Artikel 104, §1, 2° van de wet bepaalt: "wanneer de toestemming wordt gevraagd door een verzekeringsonderneming, in haar hoedanigheid van overdragende onderneming, is voor de gehele of de gedeeltelijke overdracht van een portefeuille van verzekeringsovereenkomsten die afgesloten zijn via een in een andere lidstaat gevestigd bijkantoor of in het kader van het vrij verrichten van diensten, bovendien de voorafgaande instemming vereist van de toezichthouders van de betrokken lidstaten van ontvangst."

Dit laatste is nieuw ten opzichte van het vroegere regime: de vereiste toestemming is niet meer deze van de bevoegde autoriteiten van de lidstaat van de verbintenis (artikel 14, §3 van de 2002/83/EG richtlijn), dit wil zeggen de lidstaat van de gewone verblijfplaats of van de vestiging van de verzekeringnemer (artikel 1, §1, g) van de 2002/83 richtlijn), maar deze van de bevoegde autoriteiten van de lidstaat waar de contracten werden gesloten.

Deze nieuwigheid is een vereenvoudiging van het mechanisme voor de overdracht van een verzekeringsportefeuille. Indien alle contracten in België werden gesloten, is de toestemming van de autoriteiten van de lidstaat waar de verzekeringnemer gevestigd is op het moment van de overdracht, niet meer vereist.

Tegenwerpelijkheid van de overdracht van overeenkomsten - Solvency II

De goedkeuring van de overdracht van een verzekeringsportefeuille "wordt hetzij alvorens, hetzij nadat toestemming is verleend, bekendgemaakt, overeenkomstig het nationale recht van de lidstaat van herkomst, de lidstaat van het risico of de lidstaat van de verbintenis", aldus artikel 39, §6, eerste lid van Solvency II.

"Deze overdracht kan van rechtswege worden tegengeworpen aan de verzekeringnemers, aan de verzekerden en aan iedereen die uit de overgedragen overeenkomsten voortvloeiende rechten of plichten heeft", aldus artikel 39, §6, tweede lid van Solvency II.

Deze beginselen werden in artikelen 106 en 567, § 2 van de wet omgezet.

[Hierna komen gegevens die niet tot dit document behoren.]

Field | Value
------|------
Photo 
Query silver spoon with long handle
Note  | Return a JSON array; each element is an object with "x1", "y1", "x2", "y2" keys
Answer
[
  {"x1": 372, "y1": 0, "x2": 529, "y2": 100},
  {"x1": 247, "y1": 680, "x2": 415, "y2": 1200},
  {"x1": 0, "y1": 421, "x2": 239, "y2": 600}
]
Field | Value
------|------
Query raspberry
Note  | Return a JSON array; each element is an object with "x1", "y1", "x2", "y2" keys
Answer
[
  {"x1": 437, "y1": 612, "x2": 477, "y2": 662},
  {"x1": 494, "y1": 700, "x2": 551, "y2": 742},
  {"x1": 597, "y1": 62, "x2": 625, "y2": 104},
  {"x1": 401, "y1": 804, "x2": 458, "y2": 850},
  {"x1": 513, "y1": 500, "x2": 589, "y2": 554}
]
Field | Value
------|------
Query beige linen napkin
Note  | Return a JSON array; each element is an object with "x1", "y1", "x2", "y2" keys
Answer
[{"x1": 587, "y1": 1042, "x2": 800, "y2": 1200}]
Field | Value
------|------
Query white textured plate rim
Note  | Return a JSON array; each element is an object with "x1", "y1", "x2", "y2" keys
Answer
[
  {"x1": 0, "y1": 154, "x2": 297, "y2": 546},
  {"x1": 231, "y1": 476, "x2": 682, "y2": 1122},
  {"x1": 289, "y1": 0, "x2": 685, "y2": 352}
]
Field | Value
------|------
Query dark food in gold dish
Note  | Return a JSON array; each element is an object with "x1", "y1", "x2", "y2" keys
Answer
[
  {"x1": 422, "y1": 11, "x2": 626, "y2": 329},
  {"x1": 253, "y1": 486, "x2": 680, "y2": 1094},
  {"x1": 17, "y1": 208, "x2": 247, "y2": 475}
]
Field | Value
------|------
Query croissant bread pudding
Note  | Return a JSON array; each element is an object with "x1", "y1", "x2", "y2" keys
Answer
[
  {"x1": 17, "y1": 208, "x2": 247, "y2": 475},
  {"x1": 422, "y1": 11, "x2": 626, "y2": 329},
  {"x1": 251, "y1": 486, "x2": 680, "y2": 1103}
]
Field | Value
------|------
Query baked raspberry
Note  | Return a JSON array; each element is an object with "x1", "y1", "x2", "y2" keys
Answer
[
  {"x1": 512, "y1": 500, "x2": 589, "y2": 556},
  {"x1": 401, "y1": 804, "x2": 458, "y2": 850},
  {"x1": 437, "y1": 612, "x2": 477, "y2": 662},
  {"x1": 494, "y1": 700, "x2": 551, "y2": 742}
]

Artikel 567, § 2 regelt de bekendmaking in België van de beslissingen van bevoegde autoriteiten in andere lidstaten met betrekking tot contracten waarvoor België de lidstaat van de verbintenis of de lidstaat van het risico is.

Tegenwerpelijkheid van de overdracht van overeenkomsten - Nieuwe wet

"De Bank publiceert in het Belgisch Staatsblad een uittreksel van elke beslissing tot goedkeuring (...) van een overdracht van rechten en verplichtingen die voortvloeien uit verzekerings- of herverzekeringsovereenkomsten", zo bepaalt artikel 106.

Artikel 106 voegt eraan dat "elke gehele of gedeeltelijke overdracht van de rechten en verplichtingen die voortvloeien uit deze verrichtingen tegenwerpbaar [is] aan derden, met name aan de verzekeringnemers, de verzekerden en de begunstigden, zodra de goedkeuring van de Bank in het Belgisch Staatsblad gepubliceerd is."

Artikel 106 verduidelijkt verder dat deze tegenwerpelijkheid geldt "onverminderd de artikelen 17 en 18 van de Wet Verzekeringen". Artikel 17 maakt, vanaf de dag van de publicatie in het Belgisch Staatsblad, elke overdracht van overeenkomsten betreffende risico's of verbintenissen gelegen in België, die door de bevoegde autoriteit werd goedgekeurd, aan de bovengenoemde personen tegenstelbaar. Artikel 18 geeft de verzekeringsnemer een opzeggingsmogelijkheid van drie maanden vanaf deze publicatie.

De verzekeraar die de portefeuille heeft verworven, moet de verzekeringsnemers bovendien van de overdracht op de hoogte brengen en moet een afschrift van deze mededeling aan de FSMA bezorgen (artikel 36 van de wet van 4 april 2014).